Les jeunes sont davantage critiques envers la politique, c’est pour cela qu’ils s’engagent différemment. Le recours aux moyens d’action protestataires a considérablement augmenté pour toutes catégories d’âges confondus. En 1981, à peine une personne interrogée sur deux avait participé à une manifestation ou pouvait le faire, tandis que 71 % en 2008. Cette tendance s’est observée davantage chez les jeunes qui n’hésitent plus à descendre dans la rue pour faire entendre leur voix. « Certains jeunes se tournent vers des associations ou des syndicats. D’autres manifestent ou occupent des lieux comme on le voit avec la mobilisation contre la loi El Khomri (et « Nuit Debout »). Des jeunes s’engagent dans une perspective antiraciste, d’autres féministe, d’autres luttent contre la précarité ou veulent apporter leur soutien aux migrants. Il y a une constante dans ces formes diverses d’engagement : la volonté de faire converger les luttes. », observe l’historienne Ludivine Bantigny dans un interview donné au journal La Croix en mai 2016.
Les réseaux sociaux font partie des nouveaux moyens d’engagement politique depuis quelques années. Les jeunes y sont massivement représentés et n’hésitent pas à participer au débat public comme lors du Brexit ou encore de donner leur avis sur l’élection de Donald Trump. Au cours des primaires de la droite et de la gauche différents mouvements se sont développés sur les réseaux sociaux et en particulier sur Twitter. Les jeunes pouvaient s’exprimer par l’intermédiaire du hashtag #LesJeunesAvec… afin d’affirmer leur soutien à tel ou tel candidat.
Une partie de la jeunesse se tourne vers les extrêmes
Une jeunesse française qui se sent trop éloignée de l’intérêt des politiques actuelles. Conséquence directe : certains n’hésitent pas à voter pour les extrêmes. Le Front National profite de ce phénomène d’exclusion des jeunes de la politique. « Aujourd’hui, le FN est le parti pour lequel les jeunes votent le plus », rappelle la sociologue Anne Muxel pour le journal Le Monde. « Face au balancier gauche, droite, gauche, droite…, les jeunes veulent renverser la table et faire en sorte que demain les intérêts du Peuple passent avant ceux de quelques puissants, de quelques banquiers ou hommes d’affaire. C’est cet espoir qu’incarne le FN. » explique Gaëtan Dussausaye, 22 ans, directeur du Front National de la Jeunesse. Aux élections européennes de 2014, pour lesquelles 73 % des moins de 35 ans se sont abstenus, 30 % d’entre eux ont voté FN, un taux supérieur à la moyenne du vote pour ce parti (25 %).
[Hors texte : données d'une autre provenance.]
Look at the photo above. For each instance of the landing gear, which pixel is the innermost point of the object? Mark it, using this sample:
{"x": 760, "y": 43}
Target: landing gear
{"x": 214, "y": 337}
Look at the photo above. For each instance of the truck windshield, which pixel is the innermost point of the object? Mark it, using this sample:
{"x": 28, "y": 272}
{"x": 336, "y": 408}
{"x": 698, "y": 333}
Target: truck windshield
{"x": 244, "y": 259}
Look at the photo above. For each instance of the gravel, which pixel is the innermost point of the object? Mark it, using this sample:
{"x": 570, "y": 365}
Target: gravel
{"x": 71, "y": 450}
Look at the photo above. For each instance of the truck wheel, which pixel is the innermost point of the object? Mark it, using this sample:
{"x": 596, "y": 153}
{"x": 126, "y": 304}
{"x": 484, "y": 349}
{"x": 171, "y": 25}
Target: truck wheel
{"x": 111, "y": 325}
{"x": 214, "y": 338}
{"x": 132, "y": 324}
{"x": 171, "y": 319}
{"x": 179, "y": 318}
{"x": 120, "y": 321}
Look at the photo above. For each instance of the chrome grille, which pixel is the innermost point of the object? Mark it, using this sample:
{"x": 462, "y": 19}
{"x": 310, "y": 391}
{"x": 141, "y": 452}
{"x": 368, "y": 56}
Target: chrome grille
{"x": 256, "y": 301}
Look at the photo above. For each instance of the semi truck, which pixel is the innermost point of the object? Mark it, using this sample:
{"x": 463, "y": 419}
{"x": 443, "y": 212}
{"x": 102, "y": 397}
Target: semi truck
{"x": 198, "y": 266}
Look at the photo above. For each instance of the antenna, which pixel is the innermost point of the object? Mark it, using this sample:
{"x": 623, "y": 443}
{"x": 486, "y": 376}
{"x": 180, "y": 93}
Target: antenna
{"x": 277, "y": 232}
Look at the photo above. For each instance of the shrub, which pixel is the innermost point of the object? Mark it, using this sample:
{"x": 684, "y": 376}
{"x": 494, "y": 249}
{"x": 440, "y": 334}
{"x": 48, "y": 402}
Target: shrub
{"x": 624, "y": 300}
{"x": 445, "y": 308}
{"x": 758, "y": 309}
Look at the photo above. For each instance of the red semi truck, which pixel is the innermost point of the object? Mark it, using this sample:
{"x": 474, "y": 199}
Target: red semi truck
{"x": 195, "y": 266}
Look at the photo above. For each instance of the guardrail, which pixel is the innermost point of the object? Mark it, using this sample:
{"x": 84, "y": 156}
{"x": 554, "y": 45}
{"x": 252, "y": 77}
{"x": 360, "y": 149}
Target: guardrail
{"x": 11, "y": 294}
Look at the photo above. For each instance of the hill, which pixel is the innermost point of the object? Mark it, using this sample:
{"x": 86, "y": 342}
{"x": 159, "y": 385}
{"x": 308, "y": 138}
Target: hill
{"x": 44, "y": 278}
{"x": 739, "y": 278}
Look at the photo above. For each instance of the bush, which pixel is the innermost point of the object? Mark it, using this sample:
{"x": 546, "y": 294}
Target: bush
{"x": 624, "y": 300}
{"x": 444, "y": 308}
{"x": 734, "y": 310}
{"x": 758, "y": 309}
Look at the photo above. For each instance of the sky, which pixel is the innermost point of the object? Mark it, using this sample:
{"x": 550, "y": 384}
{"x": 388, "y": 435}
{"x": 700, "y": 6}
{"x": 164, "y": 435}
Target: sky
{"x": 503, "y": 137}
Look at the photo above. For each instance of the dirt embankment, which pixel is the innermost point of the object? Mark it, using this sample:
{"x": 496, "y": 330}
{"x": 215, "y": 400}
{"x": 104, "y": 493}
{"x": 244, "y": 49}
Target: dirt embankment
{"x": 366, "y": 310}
La politique sert, pour les jeunes et les moins jeunes, à changer la société, dans la vie quotidienne. Cependant, notre société ne semble pas faire confiance à sa jeunesse. « La quasi totalité des candidats à la Présidentielle sont dans cette idée de « mater » la jeunesse, et non de miser sur elle, sa capacité d’innovation, en particulier dans les quartiers populaires et le monde rural. »
Les jeunes d’aujourd’hui sont la France de demain. Autrement dit, la politique de demain doit être la leur. Pour cela, les politiques doivent davantage s’intéresser aux jeunes et les intégrer dans les débats comme l’explique la politologue Marie-Cécile Naves : « On considère encore que la jeunesse est dangereuse, égoïste et paresseuse, alors qu’elle est une richesse pour la société. »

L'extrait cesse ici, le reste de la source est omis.